Posted by on Apr 4, 2012 in sexual desire | 5 comments

Back in 2008, I wrote about Intrinsa, a testosterone patch that was tested in a study of 841 postmenopausal not currently on hormone replacement therapy to evaluate effects in terms of improving sexual desire. The results, which were published in the New England Journal of Medicine, showed that compared to a dummy patch, use of low or high dose Intrinsa was associated with significant increases in sexual desire and a decline in sexual distress. Overall, the higher dose patch led to modest improvements in sexual function. In other words, wearing a patch was significantly better than using nothing at all but not life-shattering in terms of improving sexual function.

Once I delved further into androgens and women, I learned that while it has been suggested that local circulating levels of androgens are associated with low sexual desire and sexual dysfunction, the data are contradictory. Moreover, in a fairly recent scientific review, researchers say that no single androgen predicts which women will have sexual dysfunction, making it even harder to address, right? What’s more, they also note that laboratory studies have only limited value and aren’t routinely recommended.

Still, researchers continue to evaluate the role (if any) of testosterone treatment in female sexual dysfunction; the latest study on the dockets is the BLISS trial, which is examining the long-term effects (i.e. 60 months)  of a low dose testosterone gel — LibiGel — in natural and surgically-induced menopausal women. This trial was requested by the FDA to insure that testosterone can be safely used without specifically causing heart disease or breast cancer ( note that the focus of this study is specifically on the risk for heart-related events, including death, nonfatal heart attack, nonfatal stroke, chest pain, and clotting events and death, and breast cancer). Importantly, researchers still don’t know much about the safety of long-term testosterone in either men or women, although it is a known precursor of estradiol, a hormone that has been shown to stimulate breast tissue. With regard to heart issues, women with polycystic ovarian syndrome have elevated blood testosterone levels and are at risk for obesity, high blood pressure and insulin resistance, all signs of heart disease.
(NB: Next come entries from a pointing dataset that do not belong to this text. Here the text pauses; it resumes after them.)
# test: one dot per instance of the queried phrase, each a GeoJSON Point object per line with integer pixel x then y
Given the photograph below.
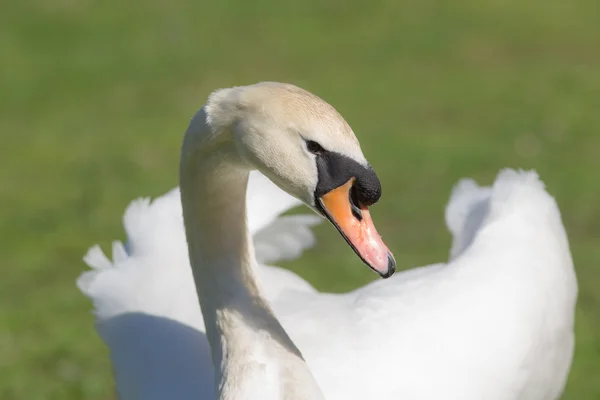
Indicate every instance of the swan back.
{"type": "Point", "coordinates": [145, 300]}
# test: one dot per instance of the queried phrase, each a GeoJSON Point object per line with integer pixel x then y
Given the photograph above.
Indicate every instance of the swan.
{"type": "Point", "coordinates": [493, 322]}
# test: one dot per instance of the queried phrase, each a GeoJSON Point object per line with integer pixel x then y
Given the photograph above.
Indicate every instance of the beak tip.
{"type": "Point", "coordinates": [391, 268]}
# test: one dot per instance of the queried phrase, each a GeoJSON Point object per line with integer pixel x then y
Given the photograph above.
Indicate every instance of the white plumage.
{"type": "Point", "coordinates": [493, 323]}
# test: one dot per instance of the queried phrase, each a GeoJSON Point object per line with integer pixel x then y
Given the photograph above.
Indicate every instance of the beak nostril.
{"type": "Point", "coordinates": [354, 204]}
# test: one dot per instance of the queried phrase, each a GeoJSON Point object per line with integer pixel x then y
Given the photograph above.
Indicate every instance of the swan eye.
{"type": "Point", "coordinates": [314, 147]}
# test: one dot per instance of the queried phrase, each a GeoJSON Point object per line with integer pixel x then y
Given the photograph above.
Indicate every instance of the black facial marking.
{"type": "Point", "coordinates": [336, 169]}
{"type": "Point", "coordinates": [314, 147]}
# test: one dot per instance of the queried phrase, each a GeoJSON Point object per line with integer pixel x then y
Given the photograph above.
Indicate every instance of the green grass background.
{"type": "Point", "coordinates": [95, 96]}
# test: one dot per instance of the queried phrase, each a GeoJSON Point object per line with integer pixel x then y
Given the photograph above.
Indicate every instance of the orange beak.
{"type": "Point", "coordinates": [353, 220]}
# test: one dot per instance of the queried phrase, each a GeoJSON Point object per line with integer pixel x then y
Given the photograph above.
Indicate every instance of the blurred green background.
{"type": "Point", "coordinates": [95, 96]}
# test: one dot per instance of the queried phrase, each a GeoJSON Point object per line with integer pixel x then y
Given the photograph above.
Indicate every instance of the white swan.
{"type": "Point", "coordinates": [495, 322]}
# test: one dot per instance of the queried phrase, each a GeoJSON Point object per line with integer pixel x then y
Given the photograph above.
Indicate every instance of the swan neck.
{"type": "Point", "coordinates": [250, 350]}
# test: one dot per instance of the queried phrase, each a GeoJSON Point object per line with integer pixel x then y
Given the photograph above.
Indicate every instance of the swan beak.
{"type": "Point", "coordinates": [354, 222]}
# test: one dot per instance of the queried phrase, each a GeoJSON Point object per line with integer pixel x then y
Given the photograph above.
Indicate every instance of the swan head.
{"type": "Point", "coordinates": [305, 147]}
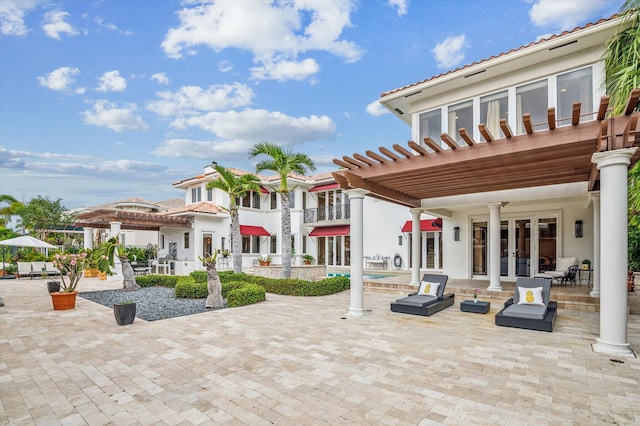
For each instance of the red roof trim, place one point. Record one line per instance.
(426, 225)
(325, 187)
(256, 231)
(330, 231)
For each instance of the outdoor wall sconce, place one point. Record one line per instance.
(578, 229)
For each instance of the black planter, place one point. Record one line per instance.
(53, 286)
(124, 313)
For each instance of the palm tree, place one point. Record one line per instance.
(284, 162)
(622, 56)
(237, 187)
(12, 209)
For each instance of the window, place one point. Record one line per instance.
(196, 194)
(533, 99)
(492, 109)
(430, 125)
(573, 87)
(460, 117)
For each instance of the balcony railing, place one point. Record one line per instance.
(327, 214)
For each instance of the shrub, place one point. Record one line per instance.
(186, 287)
(153, 280)
(246, 295)
(199, 276)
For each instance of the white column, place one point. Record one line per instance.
(356, 307)
(115, 233)
(613, 252)
(595, 265)
(88, 238)
(494, 247)
(415, 246)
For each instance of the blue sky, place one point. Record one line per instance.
(110, 99)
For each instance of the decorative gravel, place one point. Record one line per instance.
(152, 303)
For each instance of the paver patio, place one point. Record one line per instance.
(296, 361)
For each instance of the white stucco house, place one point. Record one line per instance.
(520, 157)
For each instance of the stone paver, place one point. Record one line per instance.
(297, 361)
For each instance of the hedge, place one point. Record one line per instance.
(246, 295)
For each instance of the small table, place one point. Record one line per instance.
(476, 308)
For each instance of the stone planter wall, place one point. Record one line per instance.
(308, 273)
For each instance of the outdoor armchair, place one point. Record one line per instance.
(429, 299)
(530, 306)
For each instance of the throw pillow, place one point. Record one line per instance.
(428, 289)
(530, 296)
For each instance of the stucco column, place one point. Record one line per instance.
(494, 247)
(356, 306)
(88, 238)
(415, 246)
(595, 265)
(613, 252)
(117, 267)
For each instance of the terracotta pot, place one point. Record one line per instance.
(64, 301)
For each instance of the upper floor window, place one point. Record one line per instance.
(430, 125)
(493, 108)
(573, 87)
(533, 99)
(196, 194)
(460, 116)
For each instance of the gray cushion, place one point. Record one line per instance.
(526, 311)
(416, 300)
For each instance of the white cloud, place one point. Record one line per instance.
(112, 81)
(60, 79)
(286, 70)
(565, 14)
(224, 66)
(376, 109)
(401, 5)
(252, 125)
(191, 100)
(275, 32)
(161, 78)
(54, 24)
(449, 52)
(109, 115)
(12, 13)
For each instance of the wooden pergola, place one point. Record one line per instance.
(558, 154)
(130, 220)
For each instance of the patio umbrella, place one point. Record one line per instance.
(25, 241)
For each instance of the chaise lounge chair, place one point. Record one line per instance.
(429, 298)
(530, 307)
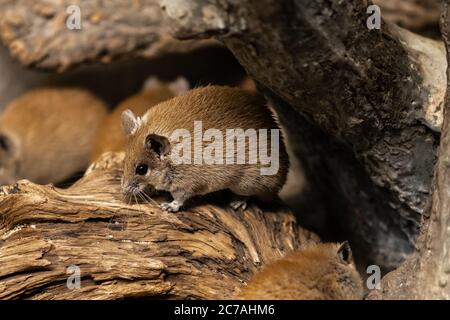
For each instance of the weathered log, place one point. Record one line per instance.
(131, 250)
(37, 34)
(376, 94)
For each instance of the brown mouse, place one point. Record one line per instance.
(153, 147)
(109, 136)
(318, 272)
(46, 134)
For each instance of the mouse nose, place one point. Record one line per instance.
(141, 169)
(129, 188)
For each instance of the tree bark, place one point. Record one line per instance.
(426, 274)
(420, 16)
(376, 94)
(131, 250)
(36, 34)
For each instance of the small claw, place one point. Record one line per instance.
(236, 204)
(173, 206)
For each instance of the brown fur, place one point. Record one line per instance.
(109, 136)
(217, 107)
(317, 272)
(49, 134)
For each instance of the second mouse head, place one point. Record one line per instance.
(147, 164)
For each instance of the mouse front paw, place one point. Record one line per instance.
(173, 206)
(239, 202)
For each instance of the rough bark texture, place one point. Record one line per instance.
(425, 275)
(36, 33)
(370, 92)
(126, 251)
(417, 15)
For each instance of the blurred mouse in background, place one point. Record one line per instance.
(46, 134)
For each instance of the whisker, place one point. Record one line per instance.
(146, 196)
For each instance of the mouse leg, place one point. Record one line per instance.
(239, 202)
(178, 201)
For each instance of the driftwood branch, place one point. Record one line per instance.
(136, 250)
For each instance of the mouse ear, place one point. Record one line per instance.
(345, 253)
(130, 123)
(159, 144)
(179, 86)
(5, 143)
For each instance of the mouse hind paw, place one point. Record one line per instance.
(239, 203)
(173, 206)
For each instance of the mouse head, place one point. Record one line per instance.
(146, 164)
(8, 160)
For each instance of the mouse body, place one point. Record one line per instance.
(156, 139)
(323, 271)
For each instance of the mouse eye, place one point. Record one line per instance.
(141, 169)
(4, 143)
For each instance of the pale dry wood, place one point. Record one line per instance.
(131, 250)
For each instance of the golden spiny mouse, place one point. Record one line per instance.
(149, 162)
(318, 272)
(109, 136)
(46, 134)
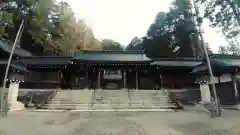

Although questions about heart disease and breast cancer remain unanswered, experts have evaluated numerous formulations of androgens like testosterone, e.g. patches, oral tablets, implants and injections, and say that the major side effects are unwanted hair growth and acne. Both are related to dose and how long treatment lasts, and disappear once treatment is stopped. And while rates of hair growth are definitely lower for patches in general (as few as 7%  to as high as 23%), as many as 36% of women who use oral testosterone have unwanted hair growth. Among those receiving implants, pellets or injections the number is also high: 20%.

Let’s face it; the trouble is testosterone is that it may only address a miniscule amount of factors affecting a woman’s libido and in literally leave a trail in its place, not only of unwanted hair and blemishes, but perhaps more serious issues. What do you think? Is testosterone a hairy proposition? Should the bearded lady shave before her handler pushes more patches and gel?